Além das razões legais, pode-se dizer que há outros motivos para os EUA estarem tão interessados em promover uma “limpeza” no primeiro escalão da Fifa. O país não aceitou bem o fato de perder o direito de sediar a Copa do Mundo de 2022 para o Catar, em uma eleição mergulhada em denúncias de suborno e compra de votos.
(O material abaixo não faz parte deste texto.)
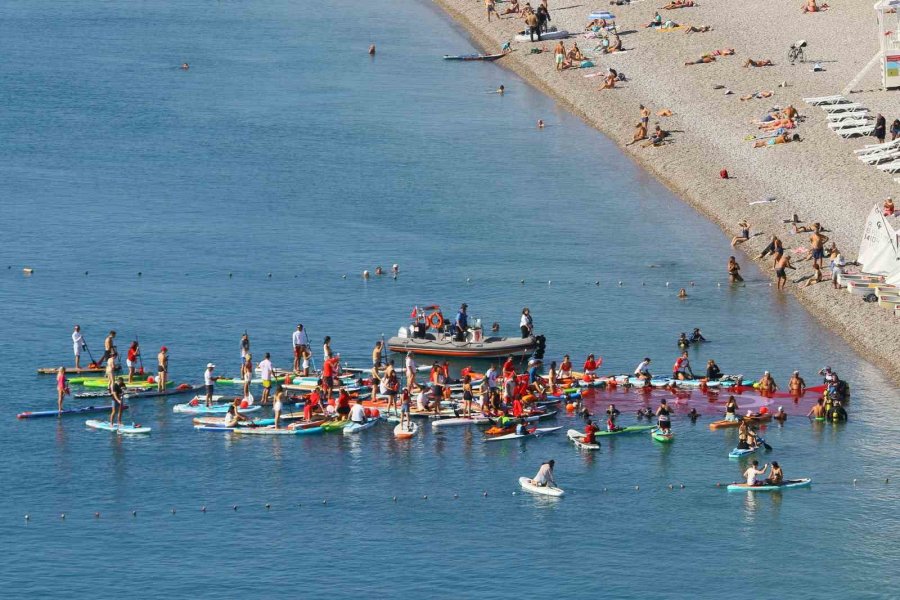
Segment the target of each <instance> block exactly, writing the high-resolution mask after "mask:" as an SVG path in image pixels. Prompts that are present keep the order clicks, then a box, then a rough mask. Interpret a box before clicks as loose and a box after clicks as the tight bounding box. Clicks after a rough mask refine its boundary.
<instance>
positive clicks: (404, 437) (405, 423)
mask: <svg viewBox="0 0 900 600" xmlns="http://www.w3.org/2000/svg"><path fill="white" fill-rule="evenodd" d="M344 431H345V432H346V431H347V430H346V429H345V430H344ZM417 433H419V425H418V423H416V422H414V421H409V422H408V423H397V426H396V427H394V437H395V438H397V439H398V440H408V439H409V438H411V437H413V436H415V435H416V434H417Z"/></svg>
Além disso, um ex-promotor norte-americano, Michael Garcia, se demitiu da Comissão de Ética da Fifa depois que a entidade praticamente ignorou a investigação dele de quase dois anos que produziu um relatório apontando indícios fortes de corrupção no processo de escolha do Catar e da Rússia como sedes das duas próximas Copas.
Para completar, a sede da Concacaf, entidade que comanda o futebol das Américas do Norte, Central e Caribe, e com vários dirigentes envolvidos no escândalo, fica localizada em Miami. Todas essas razões foram suficientes para que os Estados Unidos se envolvessem no caso e conduzissem uma operação paralela às investigações das autoridades suíças, conforme explicou a procuradoria-geral do país europeu – que insiste que não há investigação conjunta, apenas um “esforço coordenado” dos dois países.
Agora, a batalha dos presos será para evitar a extradição para território norte-americano – normalmente, a Suíça não extradita acusados de crimes fiscais, mas parece estar disposta a abrir exceções neste caso. Autoridades suíças, porém, já afirmaram que todos os detidos tentarão impedir na Justiça a extradição. Ou seja, mesmo que os EUA tenham jurisdição sobre o caso, ainda é possível que os réus não sejam julgados no país.
O fato é que os Estados Unidos parecem determinados a levar até o fim as investigações na Fifa e nas entidades filiadas – a procuradora-geral norte-americana, Loretta Lynch, chegou a afirmar que a operação na Suíça foi “só o começo”.
Após solicitação dos EUA, a polícia suíça, além de efetuar as prisões, também realizou uma “limpa” na sede da Fifa em Zurique, apreendendo documentos e computadores. Os norte-americanos estão realizando novamente o muitas vezes criticado papel de “polícia do mundo”, mas respaldados pelas próprias leis.